Now the Lord had prepared a great fish to swallow up
Jonah,
&c.] Not from the creation of the world, as say the Jews
F16; for this is to be understood, not
of the formation or making of it; but of the ordering and
disposition of it by the providence of God to be near the ship,
and its mouth open to receive Jonah, as soon as he was cast forth
from thence: and a great one it must be, to take him at once into
its mouth, and swallow him down its throat, and retain him whole
in its belly; and such great fishes there are in the sea,
particularly the "carcharias", or dog fish; the same with
Triton's dog, said to swallow Hercules, in which he was three
days; and which fable perhaps took its rise from hence. In (
Matthew
12:40 ) , it is said to be a "whale"; but then that must be
understood, not as the proper name of a fish, but as common to
all great fishes; otherwise the whale, properly so called, it is
said, has not a swallow large enough to take down a man; though
some deny this, and assert they are capable of it.

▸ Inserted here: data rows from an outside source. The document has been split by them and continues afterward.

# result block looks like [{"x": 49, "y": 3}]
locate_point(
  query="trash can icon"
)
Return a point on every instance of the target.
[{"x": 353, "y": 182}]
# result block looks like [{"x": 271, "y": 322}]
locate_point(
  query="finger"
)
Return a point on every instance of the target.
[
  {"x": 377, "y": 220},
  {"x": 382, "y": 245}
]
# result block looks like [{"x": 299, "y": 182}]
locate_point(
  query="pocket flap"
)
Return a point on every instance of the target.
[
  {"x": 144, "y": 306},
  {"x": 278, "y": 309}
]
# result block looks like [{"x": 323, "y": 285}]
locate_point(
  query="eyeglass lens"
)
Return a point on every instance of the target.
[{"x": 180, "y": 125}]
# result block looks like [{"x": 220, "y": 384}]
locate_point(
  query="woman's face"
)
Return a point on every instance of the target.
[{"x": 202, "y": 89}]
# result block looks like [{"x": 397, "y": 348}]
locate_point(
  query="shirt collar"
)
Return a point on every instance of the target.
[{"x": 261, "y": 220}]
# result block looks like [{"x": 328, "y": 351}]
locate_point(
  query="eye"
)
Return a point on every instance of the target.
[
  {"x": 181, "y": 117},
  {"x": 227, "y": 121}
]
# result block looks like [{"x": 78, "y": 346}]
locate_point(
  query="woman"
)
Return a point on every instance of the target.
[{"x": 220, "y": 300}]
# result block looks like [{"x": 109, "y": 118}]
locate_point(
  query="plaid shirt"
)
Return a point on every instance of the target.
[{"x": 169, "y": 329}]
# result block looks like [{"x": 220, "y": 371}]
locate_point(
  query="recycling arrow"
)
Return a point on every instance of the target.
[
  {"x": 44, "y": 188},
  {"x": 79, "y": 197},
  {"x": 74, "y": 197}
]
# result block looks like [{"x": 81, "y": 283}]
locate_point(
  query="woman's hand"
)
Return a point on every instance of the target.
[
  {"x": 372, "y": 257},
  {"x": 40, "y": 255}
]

Of the
"balaena", which is one kind of whale, it is reported F17, that
when it apprehends its young ones in danger, will take them, and
hide them within itself; and then afterwards throw them out
again; and certain it is that the whale is a very great fish, if
not the greatest. Pliny F18 speaks of whales six hundred feet
long, and three hundred and sixty broad; and of the bones of a
fish, which were brought to Rome from Joppa, and there shown as a
miracle, which were forty feet long; and said to be the bones of
the monstrous fish to which Andromede at Joppa was exposed
F19; which story seems to be hammered
out of this history of Jonah; and the same is reported by Solinus
F20; however, it is out of doubt that
there are fishes capable of swallowing a man. Nierembergius
F21 speaks of a fish taken near
Valencia in Spain, so large that a man on horseback could stand
in its mouth; the cavity of the, brain held seven men; its jaw
bones, which were kept in the Escurial, were seventeen feet long;
and two carcasses were found in its stomach: he says it was
called "piscis mularis"; but some learned men took it to be the
dog fish before mentioned; and such a large devouring creature is
the shark, of which the present bishop of Bergen F23, and
others, interpret this fish here; in which sometimes has been
found the body of a man, and even of a man in armour, as many
writers F24 have observed. Some F25 think
it was a crocodile, which, though a river fish, yet, for the most
part, is at the entrance of rivers, and sometimes goes into the
sea many miles, and is capable of swallowing a man; some are
above thirty feet long; and in the belly of one of them, in the
Indies, was found a woman with all her clothes on F26:
and Jonah was in the belly of the fish three days and three
nights:
that is, one whole natural day, consisting of twenty four hours,
and part of two others; the Jews having no other way of
expressing a natural day but by day and night; and to this the
antitype answers; namely, our Lord's being so long in the grave;
of whose death, burial, and resurrection, this was a type, as
appears from ( Matthew
12:40 ) ; for which reason Jonah was so miraculously
preserved; and a miracle it was that he should not in this time
be digested in the stomach of the creature; that he was not
suffocated in it, but breathed and lived; and that he was able to
bear the stench of the creature's maw; and that he should have
his senses, and be in such a frame of mind as both to pray and
praise; but what is it that the power of God cannot do? Here some
begin the second chapter, and not amiss.